Perhaps an even better example of this evolution is the rise of irony and self-derision in heroic-fantasy. Authors like Martin like to break the clichés of the genre by featuring "usual" heroes -- such as the chivalric ideal of the knight -- as murderers, bullies and rapists, while kings and regents are devious and uncaring manipulators. The only decent people are powerless commoners, who struggle to survive during a civil war that does not concern them. There is little that is "heroic" about them, in the usual sense. Another type of irony is the use of the "anti-hero." Jacqueline Carey's Phèdre is essentially a clever, resourceful and caring young woman... who incidentally happens to be a masochistic prostitute. But by far the most acute example of self-parodying heroic-fantasy is provided by the British writer Terry Pratchett, whose parodies of the genre are widely acknowledged as a prime example of British humor.
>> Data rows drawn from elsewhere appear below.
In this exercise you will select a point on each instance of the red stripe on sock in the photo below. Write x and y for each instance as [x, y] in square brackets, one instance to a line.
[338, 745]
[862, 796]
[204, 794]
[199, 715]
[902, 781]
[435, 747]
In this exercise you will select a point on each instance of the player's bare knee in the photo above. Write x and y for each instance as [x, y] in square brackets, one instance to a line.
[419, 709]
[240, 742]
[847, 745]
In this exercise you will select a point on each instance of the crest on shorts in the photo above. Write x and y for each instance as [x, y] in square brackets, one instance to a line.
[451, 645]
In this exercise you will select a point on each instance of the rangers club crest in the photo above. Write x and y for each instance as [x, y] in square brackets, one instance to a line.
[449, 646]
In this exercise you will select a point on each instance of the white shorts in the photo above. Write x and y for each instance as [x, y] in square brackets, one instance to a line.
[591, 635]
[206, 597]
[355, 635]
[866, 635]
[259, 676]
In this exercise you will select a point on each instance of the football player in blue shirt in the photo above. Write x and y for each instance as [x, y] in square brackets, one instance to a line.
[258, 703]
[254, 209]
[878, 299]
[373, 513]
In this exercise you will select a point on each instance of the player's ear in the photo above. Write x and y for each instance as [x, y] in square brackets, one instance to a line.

In recent years, heroic fantasy has matured somewhat out of its staid image as sub-par 'fat fantasy', becoming a genre of its own, the best examples of which have received much praise[citation needed].
[edit] Selected authors
- Fletcher Pratt
- E R Eddison
- C.S. Lewis
- Robert E. Howard
- Jessica Amanda Salmonson
- Sir Henry Rider Haggard
- David Gemmell
- Charles R. Saunders
- Edgar Rice Burroughs
- Karl Edward Wagner
- Edward John Moreton Drax Plunkett, 18th Baron of Dunsany
- Michael Moorcock
- J. R. R. Tolkien
- Terry Pratchett
- Robert Jordan
- George R. R. Martin
- Jacqueline Carey
- Mercedes Lackey
[edit] Quotations
"Heroic fantasy" is the name I have given to a subgenre of fiction, otherwise called the "sword-and-sorcery" story. It is a story of action and adventure laid in a more or less imaginary world, where magic works and where modern science and technology have not yet been discovered. The setting may (as in the Conan stories) be this Earth as it is conceived to have been long ago, or as it will be in the remote future, or it may be another planet or another dimension.
Such a story conbines the color and dash of the historical costume romance with the atavistic supernatural thrills of the weird, occult, or ghost story. When well done, it provides the purest fun of fiction of any kind. It is escape fiction wherein one escapes clear out of the real world into one where all men are strong, all women beautiful, all life adventurous, and all problems simple, and nobody even mentions the income tax or the dropout problem or socialized medicine. — L. Sprague de Camp, introduction to the 1967 Ace edition of Conan.